Radiation therapy treatment planning is an iterative, expertise-dependent process, and the growing burden of cancer cases has made reliance on manual planning increasingly unsustainable, underscoring the need for automation. In this study, we propose a workflow that leverages a large language model (LLM)-based agent to navigate inverse treatment planning for intensity-modulated radiation therapy (IMRT). The LLM agent was implemented to directly interact with a clinical treatment planning system (TPS) to iteratively extract intermediate plan states and propose new constraint values to guide inverse optimization. The agent's decision-making process is informed by current observations and previous optimization attempts and evaluations, allowing for dynamic strategy refinement. The planning process was performed in a zero-shot inference setting, where the LLM operated without prior exposure to manually generated treatment plans and was utilized without any fine-tuning or task-specific training. The LLM-generated plans were evaluated on twenty head-and-neck cancer cases against clinical manual plans, with key dosimetric endpoints analyzed and reported.

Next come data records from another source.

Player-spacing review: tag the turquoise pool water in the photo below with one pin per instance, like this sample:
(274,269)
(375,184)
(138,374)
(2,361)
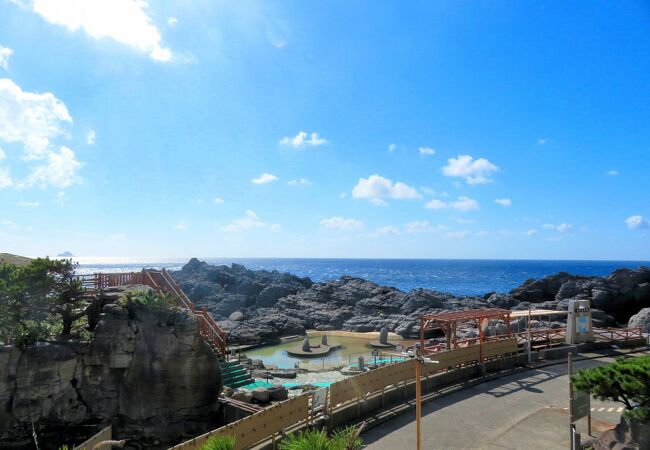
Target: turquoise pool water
(349,352)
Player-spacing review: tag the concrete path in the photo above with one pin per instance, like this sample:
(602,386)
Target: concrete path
(528,410)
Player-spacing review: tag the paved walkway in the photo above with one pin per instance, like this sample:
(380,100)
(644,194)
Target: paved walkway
(528,410)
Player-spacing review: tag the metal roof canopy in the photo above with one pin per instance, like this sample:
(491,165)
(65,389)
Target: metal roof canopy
(537,312)
(466,315)
(448,323)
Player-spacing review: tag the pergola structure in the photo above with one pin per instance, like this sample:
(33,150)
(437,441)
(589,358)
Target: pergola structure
(448,323)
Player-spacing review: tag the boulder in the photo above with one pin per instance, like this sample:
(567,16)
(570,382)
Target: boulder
(641,319)
(627,435)
(277,393)
(242,395)
(237,316)
(148,372)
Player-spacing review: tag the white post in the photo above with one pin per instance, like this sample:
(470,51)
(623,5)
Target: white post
(530,356)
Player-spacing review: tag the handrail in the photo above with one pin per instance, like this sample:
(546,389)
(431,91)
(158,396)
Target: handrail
(161,281)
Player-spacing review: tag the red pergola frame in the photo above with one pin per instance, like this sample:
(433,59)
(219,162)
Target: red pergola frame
(448,323)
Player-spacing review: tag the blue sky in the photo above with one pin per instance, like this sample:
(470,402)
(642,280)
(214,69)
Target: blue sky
(447,129)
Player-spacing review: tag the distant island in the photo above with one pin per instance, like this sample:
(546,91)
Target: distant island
(257,306)
(8,258)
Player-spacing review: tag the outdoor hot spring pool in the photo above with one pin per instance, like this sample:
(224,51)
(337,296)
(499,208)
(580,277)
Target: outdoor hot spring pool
(349,352)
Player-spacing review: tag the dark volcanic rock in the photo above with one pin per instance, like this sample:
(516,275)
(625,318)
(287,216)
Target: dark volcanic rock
(149,373)
(274,304)
(620,294)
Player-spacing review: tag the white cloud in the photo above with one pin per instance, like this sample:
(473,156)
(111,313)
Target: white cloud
(375,188)
(91,136)
(30,119)
(378,202)
(60,198)
(124,21)
(265,178)
(561,228)
(5,178)
(5,54)
(303,139)
(249,222)
(388,229)
(418,226)
(637,223)
(456,234)
(436,204)
(299,182)
(473,171)
(462,204)
(341,223)
(58,170)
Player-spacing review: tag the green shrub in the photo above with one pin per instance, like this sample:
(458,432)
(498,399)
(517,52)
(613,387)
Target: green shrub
(39,300)
(219,443)
(626,380)
(346,439)
(146,299)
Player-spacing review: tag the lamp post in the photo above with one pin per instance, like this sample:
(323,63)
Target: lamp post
(420,360)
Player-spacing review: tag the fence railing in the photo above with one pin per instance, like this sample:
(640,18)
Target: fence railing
(161,281)
(306,407)
(104,435)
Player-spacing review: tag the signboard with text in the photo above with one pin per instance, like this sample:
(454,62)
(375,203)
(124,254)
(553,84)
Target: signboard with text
(580,405)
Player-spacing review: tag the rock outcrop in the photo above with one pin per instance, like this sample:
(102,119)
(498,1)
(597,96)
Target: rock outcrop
(149,373)
(262,306)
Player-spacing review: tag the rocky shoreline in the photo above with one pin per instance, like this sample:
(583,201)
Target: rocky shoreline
(262,306)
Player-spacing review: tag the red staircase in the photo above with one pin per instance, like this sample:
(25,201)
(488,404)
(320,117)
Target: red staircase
(162,281)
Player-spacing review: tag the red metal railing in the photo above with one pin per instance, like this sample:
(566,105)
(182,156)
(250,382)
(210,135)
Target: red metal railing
(161,281)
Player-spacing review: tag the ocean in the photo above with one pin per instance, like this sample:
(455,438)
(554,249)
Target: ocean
(456,276)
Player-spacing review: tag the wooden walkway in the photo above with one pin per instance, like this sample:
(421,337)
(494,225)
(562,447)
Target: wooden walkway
(162,282)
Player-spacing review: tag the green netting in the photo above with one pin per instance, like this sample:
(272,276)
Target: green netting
(256,384)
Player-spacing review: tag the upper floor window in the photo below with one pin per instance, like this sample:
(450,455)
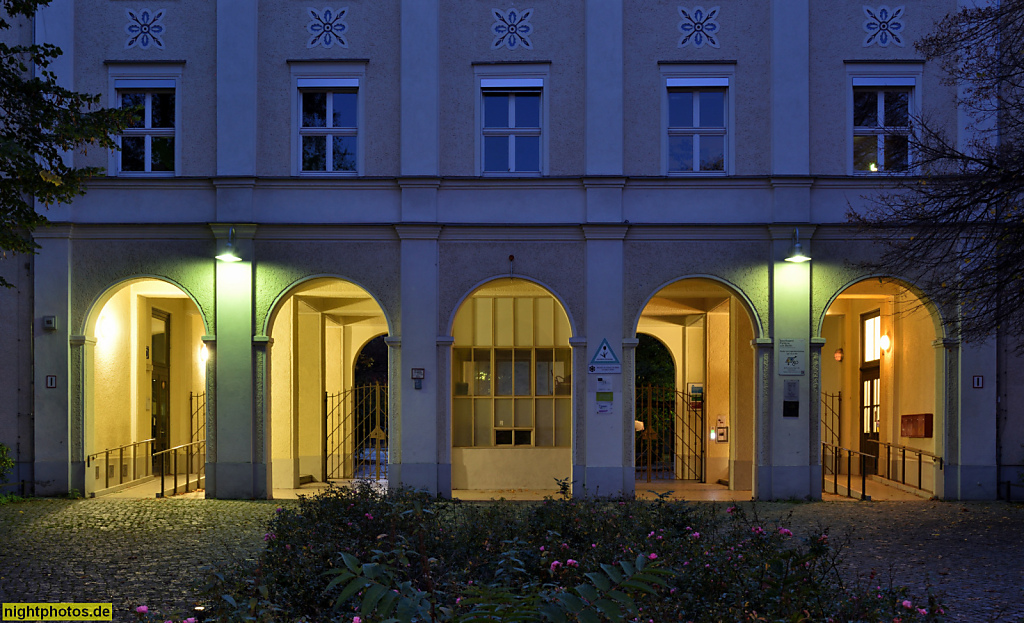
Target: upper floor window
(881,129)
(151,144)
(883,99)
(696,130)
(697,117)
(328,130)
(328,113)
(511,130)
(147,142)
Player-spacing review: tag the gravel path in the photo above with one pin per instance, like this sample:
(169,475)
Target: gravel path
(152,551)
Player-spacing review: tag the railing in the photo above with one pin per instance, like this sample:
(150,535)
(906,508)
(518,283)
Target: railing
(902,450)
(832,458)
(194,453)
(121,461)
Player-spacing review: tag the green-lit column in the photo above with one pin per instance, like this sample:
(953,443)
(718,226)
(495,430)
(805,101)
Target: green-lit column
(239,467)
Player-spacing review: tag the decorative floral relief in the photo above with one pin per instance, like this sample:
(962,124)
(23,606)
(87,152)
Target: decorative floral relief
(883,26)
(327,27)
(512,29)
(698,27)
(143,29)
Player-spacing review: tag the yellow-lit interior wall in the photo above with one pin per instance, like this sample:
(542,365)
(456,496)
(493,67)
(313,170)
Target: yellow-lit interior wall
(717,407)
(113,413)
(283,441)
(741,425)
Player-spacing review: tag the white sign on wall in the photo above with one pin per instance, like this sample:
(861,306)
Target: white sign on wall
(792,357)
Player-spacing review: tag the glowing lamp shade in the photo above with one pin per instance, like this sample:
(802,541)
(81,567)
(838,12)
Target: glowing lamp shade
(229,253)
(797,254)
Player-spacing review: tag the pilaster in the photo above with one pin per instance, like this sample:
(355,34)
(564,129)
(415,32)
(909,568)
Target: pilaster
(418,439)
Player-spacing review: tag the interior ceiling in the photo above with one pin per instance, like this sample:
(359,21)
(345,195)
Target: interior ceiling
(342,302)
(675,302)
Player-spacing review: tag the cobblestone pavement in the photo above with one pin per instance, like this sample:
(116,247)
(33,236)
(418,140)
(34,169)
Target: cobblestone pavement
(151,551)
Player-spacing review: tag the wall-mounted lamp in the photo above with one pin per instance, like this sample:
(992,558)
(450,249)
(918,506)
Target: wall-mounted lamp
(229,253)
(797,254)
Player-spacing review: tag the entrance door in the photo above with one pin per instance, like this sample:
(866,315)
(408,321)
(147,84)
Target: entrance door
(870,390)
(160,347)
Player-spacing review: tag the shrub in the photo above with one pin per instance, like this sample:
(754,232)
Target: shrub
(356,553)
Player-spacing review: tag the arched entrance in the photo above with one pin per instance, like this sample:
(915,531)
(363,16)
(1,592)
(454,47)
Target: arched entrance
(511,389)
(324,425)
(879,386)
(700,427)
(145,387)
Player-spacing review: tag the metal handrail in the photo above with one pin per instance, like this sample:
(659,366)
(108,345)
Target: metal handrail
(188,456)
(903,450)
(121,460)
(838,454)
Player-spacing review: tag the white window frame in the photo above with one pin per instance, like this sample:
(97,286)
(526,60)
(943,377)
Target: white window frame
(510,79)
(879,76)
(328,77)
(694,78)
(144,77)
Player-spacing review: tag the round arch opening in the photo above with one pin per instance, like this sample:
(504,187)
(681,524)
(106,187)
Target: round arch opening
(145,398)
(327,422)
(880,382)
(696,422)
(511,389)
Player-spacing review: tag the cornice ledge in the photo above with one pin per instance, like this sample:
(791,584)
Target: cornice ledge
(604,232)
(418,231)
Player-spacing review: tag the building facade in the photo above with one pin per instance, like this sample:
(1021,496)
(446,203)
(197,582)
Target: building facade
(510,197)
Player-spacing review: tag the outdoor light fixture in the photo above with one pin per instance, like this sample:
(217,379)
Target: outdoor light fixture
(228,254)
(797,254)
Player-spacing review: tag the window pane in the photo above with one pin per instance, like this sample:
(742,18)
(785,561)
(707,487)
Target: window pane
(712,153)
(344,153)
(503,372)
(680,109)
(713,109)
(496,153)
(162,150)
(496,112)
(527,153)
(163,111)
(131,100)
(865,153)
(344,111)
(897,109)
(481,359)
(314,153)
(680,153)
(132,154)
(527,111)
(522,369)
(896,153)
(865,109)
(313,110)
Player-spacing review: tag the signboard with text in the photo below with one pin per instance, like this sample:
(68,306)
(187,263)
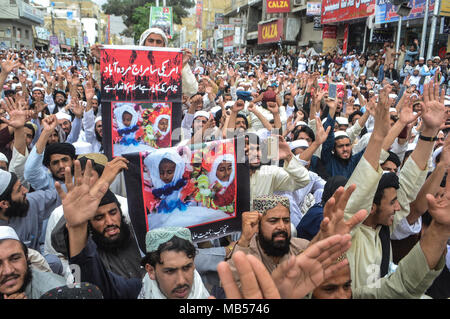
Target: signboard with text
(313,8)
(278,6)
(162,18)
(270,32)
(386,12)
(344,10)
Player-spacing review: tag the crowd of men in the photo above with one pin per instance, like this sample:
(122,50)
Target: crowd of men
(348,157)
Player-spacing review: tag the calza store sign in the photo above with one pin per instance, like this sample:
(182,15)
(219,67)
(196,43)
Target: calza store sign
(270,32)
(343,10)
(276,6)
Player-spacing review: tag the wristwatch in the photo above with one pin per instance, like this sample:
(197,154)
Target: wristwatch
(428,139)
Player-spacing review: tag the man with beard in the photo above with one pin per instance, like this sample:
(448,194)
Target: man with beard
(18,280)
(59,102)
(23,211)
(114,253)
(170,251)
(266,233)
(267,179)
(56,157)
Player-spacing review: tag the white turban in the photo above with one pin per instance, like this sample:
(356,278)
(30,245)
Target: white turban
(150,31)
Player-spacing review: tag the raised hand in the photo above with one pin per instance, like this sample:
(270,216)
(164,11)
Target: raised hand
(9,64)
(83,195)
(321,133)
(301,274)
(256,282)
(17,116)
(273,107)
(238,106)
(76,107)
(406,114)
(433,110)
(250,221)
(333,222)
(49,123)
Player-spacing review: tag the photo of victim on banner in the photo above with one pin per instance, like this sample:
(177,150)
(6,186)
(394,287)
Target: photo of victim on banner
(141,98)
(138,127)
(199,187)
(134,73)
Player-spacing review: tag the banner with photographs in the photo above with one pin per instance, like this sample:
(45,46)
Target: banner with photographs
(141,98)
(201,187)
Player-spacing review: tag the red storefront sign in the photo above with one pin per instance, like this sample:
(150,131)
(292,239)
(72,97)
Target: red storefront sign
(270,32)
(343,10)
(277,6)
(329,32)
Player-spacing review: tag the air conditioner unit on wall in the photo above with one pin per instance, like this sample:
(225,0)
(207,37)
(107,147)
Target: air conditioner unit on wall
(299,3)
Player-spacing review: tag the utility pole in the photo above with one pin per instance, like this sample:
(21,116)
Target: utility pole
(397,45)
(433,29)
(424,29)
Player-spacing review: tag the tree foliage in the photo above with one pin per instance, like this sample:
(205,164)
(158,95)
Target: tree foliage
(135,13)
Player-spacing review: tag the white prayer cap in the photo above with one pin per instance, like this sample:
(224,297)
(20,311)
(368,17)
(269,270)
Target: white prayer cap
(3,157)
(339,134)
(229,104)
(63,116)
(5,179)
(7,232)
(342,120)
(82,147)
(201,113)
(15,85)
(298,143)
(150,31)
(38,89)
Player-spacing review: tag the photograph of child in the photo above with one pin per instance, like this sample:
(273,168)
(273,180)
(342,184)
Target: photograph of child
(140,127)
(189,187)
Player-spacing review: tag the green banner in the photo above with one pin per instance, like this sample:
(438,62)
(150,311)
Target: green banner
(162,17)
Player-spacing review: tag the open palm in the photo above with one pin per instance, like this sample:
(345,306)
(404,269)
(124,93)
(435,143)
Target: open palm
(301,274)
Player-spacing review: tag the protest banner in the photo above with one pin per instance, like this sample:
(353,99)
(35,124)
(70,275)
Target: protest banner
(201,187)
(162,17)
(141,98)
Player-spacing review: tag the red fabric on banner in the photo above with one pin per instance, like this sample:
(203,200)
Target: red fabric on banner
(129,75)
(270,32)
(277,6)
(337,10)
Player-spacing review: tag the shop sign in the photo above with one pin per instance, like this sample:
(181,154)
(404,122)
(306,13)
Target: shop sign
(329,32)
(270,32)
(385,12)
(344,10)
(277,6)
(313,8)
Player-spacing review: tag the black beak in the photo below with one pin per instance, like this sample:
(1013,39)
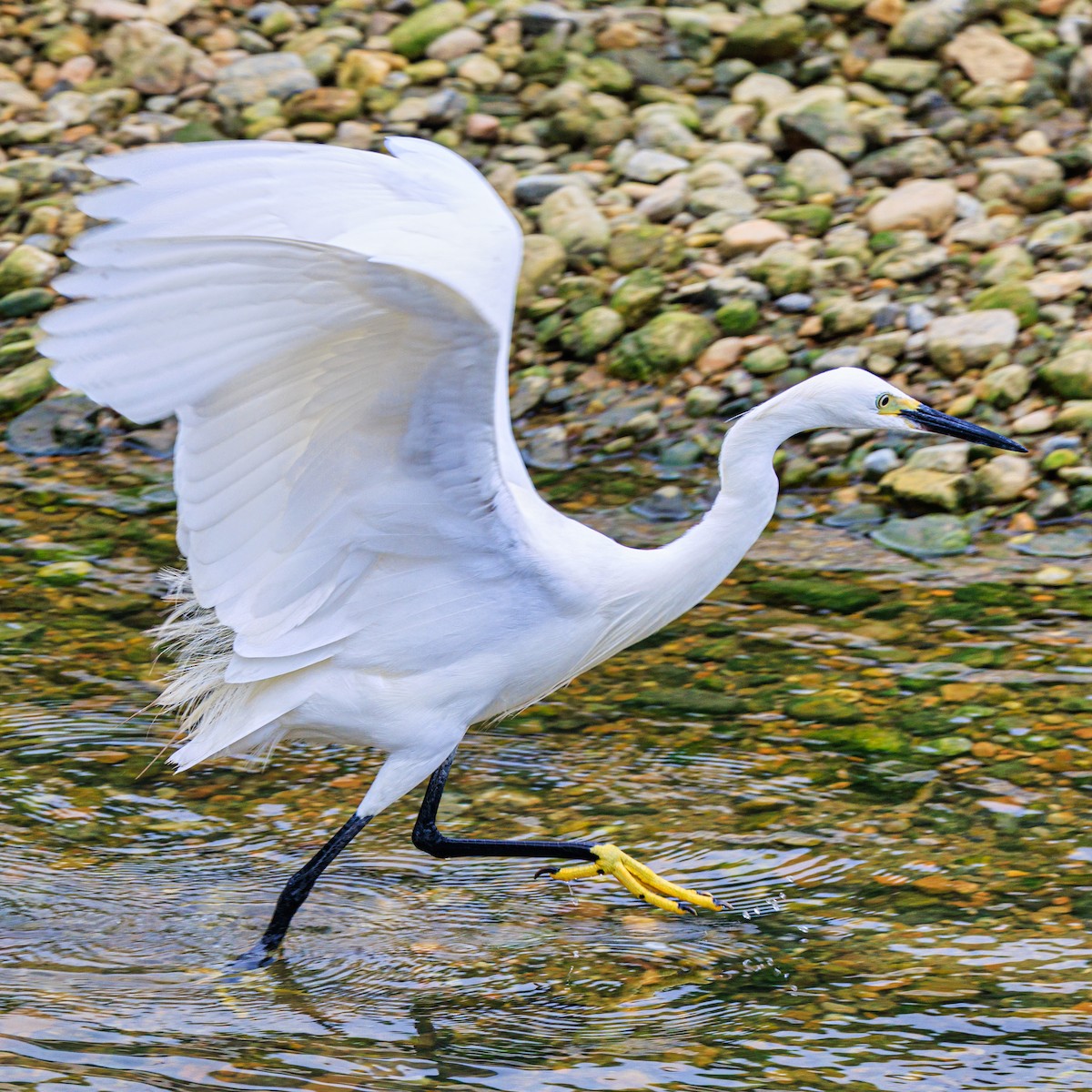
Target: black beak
(934,420)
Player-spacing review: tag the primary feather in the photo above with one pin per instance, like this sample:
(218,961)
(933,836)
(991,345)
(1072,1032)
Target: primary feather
(331,330)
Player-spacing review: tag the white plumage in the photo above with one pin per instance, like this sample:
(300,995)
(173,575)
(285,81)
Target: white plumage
(369,561)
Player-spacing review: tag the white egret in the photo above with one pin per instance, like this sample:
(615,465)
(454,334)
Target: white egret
(369,561)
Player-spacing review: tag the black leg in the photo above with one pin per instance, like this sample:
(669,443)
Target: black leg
(295,893)
(426,836)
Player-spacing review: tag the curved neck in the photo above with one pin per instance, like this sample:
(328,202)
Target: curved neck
(665,582)
(713,549)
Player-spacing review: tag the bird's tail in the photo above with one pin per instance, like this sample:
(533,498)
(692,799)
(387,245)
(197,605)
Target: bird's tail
(217,716)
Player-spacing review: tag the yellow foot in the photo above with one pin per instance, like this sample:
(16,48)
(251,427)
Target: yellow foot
(639,879)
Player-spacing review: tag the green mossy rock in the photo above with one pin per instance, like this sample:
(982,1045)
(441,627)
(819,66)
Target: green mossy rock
(1014,298)
(25,301)
(814,594)
(807,219)
(767,38)
(637,295)
(593,331)
(740,317)
(828,708)
(65,573)
(767,360)
(784,270)
(415,34)
(670,342)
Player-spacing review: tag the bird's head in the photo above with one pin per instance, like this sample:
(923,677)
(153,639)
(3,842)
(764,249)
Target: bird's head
(851,398)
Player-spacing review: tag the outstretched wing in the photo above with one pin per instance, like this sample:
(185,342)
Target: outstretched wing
(339,469)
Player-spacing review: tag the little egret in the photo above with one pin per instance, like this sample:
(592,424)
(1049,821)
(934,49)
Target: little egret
(369,561)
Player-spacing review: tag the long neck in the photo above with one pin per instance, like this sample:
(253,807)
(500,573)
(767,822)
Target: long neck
(710,551)
(663,583)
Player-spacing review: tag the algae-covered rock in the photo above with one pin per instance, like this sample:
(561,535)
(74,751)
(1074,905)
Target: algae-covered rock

The LLM-generated plans achieved comparable organ-at-risk (OAR) sparing relative to clinical plans while demonstrating improved hot spot control (Dmax: 106.5% vs. 108.8%) and superior conformity (conformity index: 1.18 vs. 1.39 for boost PTV; 1.82 vs. 1.88 for primary PTV). This study demonstrates the feasibility of a zero-shot, LLM-driven workflow for automated IMRT treatment planning in a commercial TPS. The proposed approach provides a generalizable and clinically applicable solution that could reduce planning variability and support broader adoption of AI-based planning strategies.

Paper Structure

This paper contains 12 sections, 2 equations, 4 figures, 2 tables.

Figures (4)

  • Figure 1: LLM-based agentic workflow for automatic inverse planning. The upper panel illustrates the conventional manual planning workflow, where a human planner iteratively reviews intermediate plan states and adjusts dose–volume constraints. The lower panel depicts the proposed LLM-driven agentic workflow, designed to mimic the manual process. Guided by clinical objectives, prior knowledge of optimization systems, and access to computational tools, the LLM leverages its general reasoning capability to analyze plan status and adapt constraints in a human-like manner. At each iteration, structured chain-of-thought reasoning is applied to enhance decision quality and constraint refinement
  • Figure 2: Distribution of dosimetric endpoints for GPT-4.1-WP--generated plans compared with clinical plans. CI: conformity index; HI: homogeneity index; $D_{50}$: median dose. Asterisks ($\ast$) indicate statistically significant differences between groups ($p < 0.05$).
  • Figure 3: Planning log for the example case. Left panel: trajectories of dose constraints (solid lines) and attained dosimetric endpoints (dashed lines with markers) across optimization steps. Right panels: evolution of DVHs. Step 0 shows the initial plan optimized with PTV constraints only. In subsequent steps, dashed lines indicate the DVHs from the previous step, solid lines represent the updated DVHs, and the shaded regions highlight inter-step DVH changes.
  • Figure 4: Comparison of isodose distributions between the GPT-4.1-WP–generated plan (left) and the clinical reference plan (right). Red segment: boost PTV; orange segment: primary PTV.